With desire, we see only it's physical manifestations."

Who are you going to trust, the founders major religions, with 3000 years of history and billions of followers,  or the writer of some self-help book? (You might also ask yourself which "self" that writer was trying to help).

One more thing to remember: If a decision is really, really hard, then it doesn't matter. A lot of people have a hard time accepting this. But if you come down to 2 or 3 options, and the benefits and pitfalls of your options are so close that you can't make up your mind, clearly they all have equal chances of success or failure. So draw straws, throw darts, toss a coin. Then get to work. The time and energy you waste agonizing over a decision is costing you, too.

Wednesday, January 7, 2015

Mysteries of the Spiritual and the Physical

The Divine is very confusing, if you make the mistake of thinking about it. It is a doing as much as a being, a guide as well as a path.

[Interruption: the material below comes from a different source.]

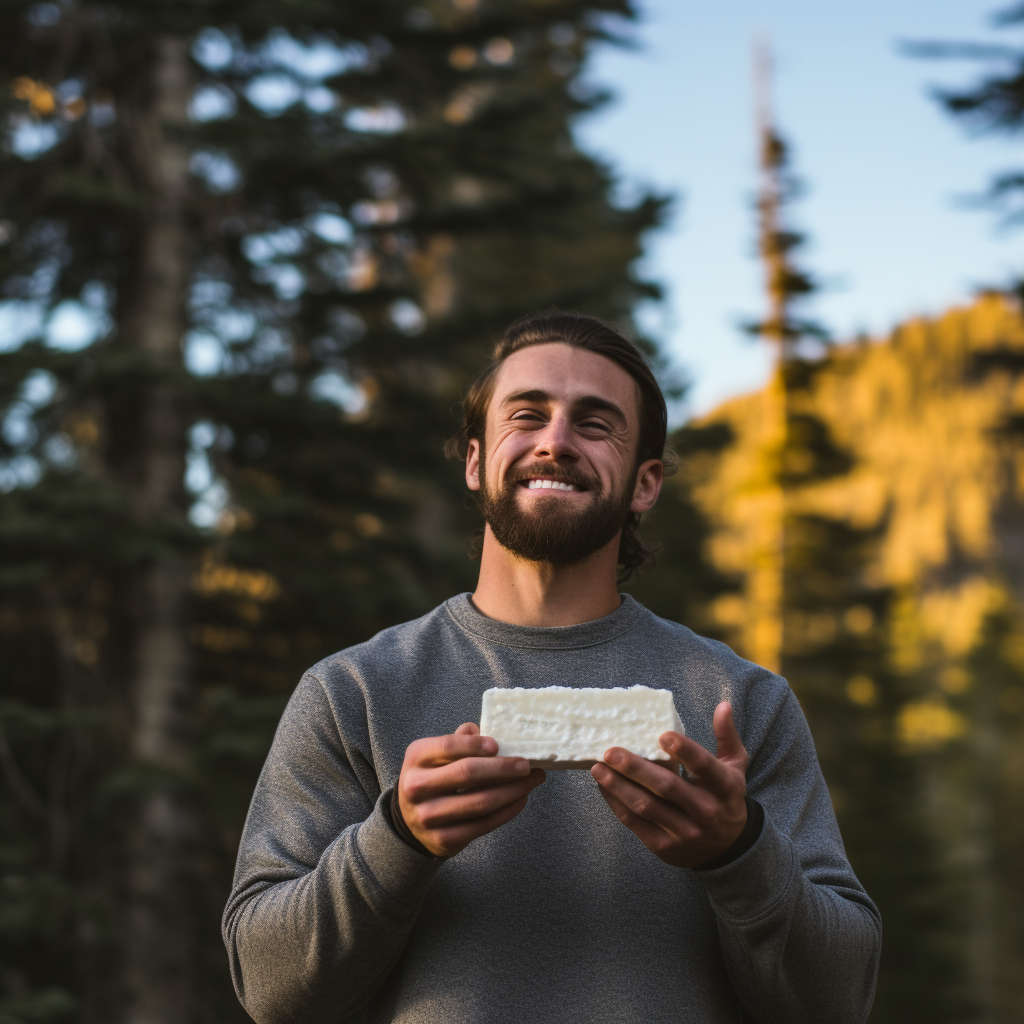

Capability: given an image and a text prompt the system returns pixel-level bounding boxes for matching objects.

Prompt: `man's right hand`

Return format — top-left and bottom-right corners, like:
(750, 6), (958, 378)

(398, 722), (545, 857)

It is everywhere we are, and everything we are, but if we could go somewhere that was nowhere and nothing, it would be there too.

I've been reading "A Short History of Nearly Everything" by Bill Bryson, which is mostly about all the wacky people who made great scientific discoveries, or scary things that might happen to us, like massive asteroids hitting the earth or Yellowstone Park blowing a huge hole in it. It's very entertaining.

One of the parts I found most interesting is the discussion of sub-atomic particles. Quarks, bosons, etc. And how, when physicists were able to learn more about the atom, they realized that none of its parts behaved the way we expect things to behave. They are still trying to find new particles that fit their calculations, or new calculations to fit the particles they know of. Also, the Large Hadron Collider is about to be switched back on after a massive 2 year upgrade. Having found the Higg's boson, they are now going to look for Susy -- supersymmetrical particles that will either confirm physicist's Standard Model of how the universe works, or send them back to the drawing board to come up with a new theory.

Reading the details of these quests to figure out how gravity works, what dark matter is made of, why the universe is expanding at an accelerated rate, etc, makes it much less scary to think about how it can be that the Spirit creates us all, connects us all, nurtures and guides all of creation. Life has mysteries on many levels. Except of course on TV, where even the mysteries are predictable.

UPDATE:

As of 2017-08-05 (Unix style time), the LHC has been running at nearly full energy, and no Susy's or wimps have shown up.